Investors lowered their bets following the release of a new employment data schedule on 19 November which saw the cancellation of the October jobs report, due to the government shutdown.
The November non-farm payrolls report will now be released on 16 December, after the final Federal Reserve meeting of 2025 on 10 December, depriving policy makers of a read on the labour market.
Meanwhile, minutes from the October Fed meeting, also released on 19 November, confirmed a divided committee with several policy members voting against October’s interest rate cut.
A December cut in rates is still possible but looks unlikely given the lack of unity among policy makers and untimely data releases. Many Fed officials said it was appropriate to keep rates steady for the rest of 2025.
However, looking into 2026 most policy makers saw further scope for further interest rate cuts.
Delayed report further muddies the waters
The delayed September non-farm payrolls report which landed on 20 November gave encouragement to both hawks and doves on the Fed committee.
There was an upside surprise in the number of jobs created which came in at 119,000 compared with 51,000 expected, suggesting a resilient labour market.
On the other hand, the unemployment rate ticked up to 4.4% from 4.3%, higher than forecast and reaching a four-year high.
In addition, the Bureau of Labor Statistics also revealed the economy lost 4,000 jobs in August rather than adding 21,000 as initially reported, giving more ammunition to Fed policy makers more worries about a softening labour market.
The Fed has known for some time that US households, particularly low and middle-income earners, have faced mounting financial stress from sticky inflation and a tougher jobs market.
Walmart raises outlook
Traditionally, retail bellwether Walmart has benefitted from consumers trading down, so when the big-box retailer is performing well investors often see it as a bad sign for the state of the general economy.
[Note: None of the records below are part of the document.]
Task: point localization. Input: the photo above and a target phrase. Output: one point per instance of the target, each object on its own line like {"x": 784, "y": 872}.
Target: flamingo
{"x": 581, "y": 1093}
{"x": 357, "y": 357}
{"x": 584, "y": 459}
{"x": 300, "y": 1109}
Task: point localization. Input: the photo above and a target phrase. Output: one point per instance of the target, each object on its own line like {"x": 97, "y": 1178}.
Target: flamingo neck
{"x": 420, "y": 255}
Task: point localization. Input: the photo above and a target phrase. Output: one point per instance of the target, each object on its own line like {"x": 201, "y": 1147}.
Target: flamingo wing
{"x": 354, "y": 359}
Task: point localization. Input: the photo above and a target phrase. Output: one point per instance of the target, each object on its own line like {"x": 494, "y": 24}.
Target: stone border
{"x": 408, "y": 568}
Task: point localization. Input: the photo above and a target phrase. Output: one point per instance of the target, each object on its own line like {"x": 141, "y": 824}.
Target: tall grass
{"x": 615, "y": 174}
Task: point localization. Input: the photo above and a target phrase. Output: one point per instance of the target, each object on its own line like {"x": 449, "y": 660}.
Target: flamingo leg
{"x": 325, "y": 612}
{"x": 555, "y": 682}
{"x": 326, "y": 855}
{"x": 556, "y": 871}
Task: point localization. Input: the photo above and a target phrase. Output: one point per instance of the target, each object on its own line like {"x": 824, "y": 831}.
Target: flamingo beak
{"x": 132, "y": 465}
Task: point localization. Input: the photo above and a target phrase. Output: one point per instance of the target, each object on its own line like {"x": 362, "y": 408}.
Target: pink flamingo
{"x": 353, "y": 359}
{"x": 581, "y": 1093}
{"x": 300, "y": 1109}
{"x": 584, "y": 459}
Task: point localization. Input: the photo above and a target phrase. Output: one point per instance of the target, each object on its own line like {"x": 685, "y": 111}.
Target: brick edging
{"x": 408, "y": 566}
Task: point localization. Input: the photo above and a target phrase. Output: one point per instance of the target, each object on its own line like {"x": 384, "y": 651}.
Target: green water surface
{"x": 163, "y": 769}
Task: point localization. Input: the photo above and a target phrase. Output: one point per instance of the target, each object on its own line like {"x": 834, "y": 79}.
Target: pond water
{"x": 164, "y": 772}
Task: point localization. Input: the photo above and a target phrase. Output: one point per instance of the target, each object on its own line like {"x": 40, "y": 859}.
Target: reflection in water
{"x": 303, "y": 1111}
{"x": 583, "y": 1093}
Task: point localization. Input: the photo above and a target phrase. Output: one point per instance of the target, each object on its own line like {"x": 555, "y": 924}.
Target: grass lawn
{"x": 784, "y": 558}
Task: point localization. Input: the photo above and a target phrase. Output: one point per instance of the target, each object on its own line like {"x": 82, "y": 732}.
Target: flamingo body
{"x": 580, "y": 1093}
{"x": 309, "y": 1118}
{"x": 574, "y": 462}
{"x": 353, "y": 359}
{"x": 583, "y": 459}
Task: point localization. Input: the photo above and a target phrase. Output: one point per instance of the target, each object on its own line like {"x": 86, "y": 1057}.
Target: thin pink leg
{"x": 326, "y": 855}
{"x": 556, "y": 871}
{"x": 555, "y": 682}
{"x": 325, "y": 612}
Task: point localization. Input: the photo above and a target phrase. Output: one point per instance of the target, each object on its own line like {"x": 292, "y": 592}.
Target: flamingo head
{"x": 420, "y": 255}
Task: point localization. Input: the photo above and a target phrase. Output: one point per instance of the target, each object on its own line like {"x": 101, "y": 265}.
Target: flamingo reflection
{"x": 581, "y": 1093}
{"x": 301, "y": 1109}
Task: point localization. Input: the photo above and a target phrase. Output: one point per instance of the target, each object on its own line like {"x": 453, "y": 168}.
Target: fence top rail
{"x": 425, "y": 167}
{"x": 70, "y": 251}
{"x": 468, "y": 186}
On that basis the latest quarterly results from Walmart, released on 20 November, may give investors and Fed officials pause for thought.
Walmart revealed better than expected earnings and raised its full year outlook, driven by strong online sales growth. The retailer saw an increase in the number of customer visits and higher spending, driving market share gains.
“We’re well positioned for a strong finish to the year and beyond that,” commented CEO Dough McMillion, who is set to retire in February 2026 after 11 years at the helm.
McMillion will be succeeded by John Furner who heads up Walmart’s US operations.
The company also announced a move of its listing to the Nasdaq from the New York Stock Exchange, effective from 9 December.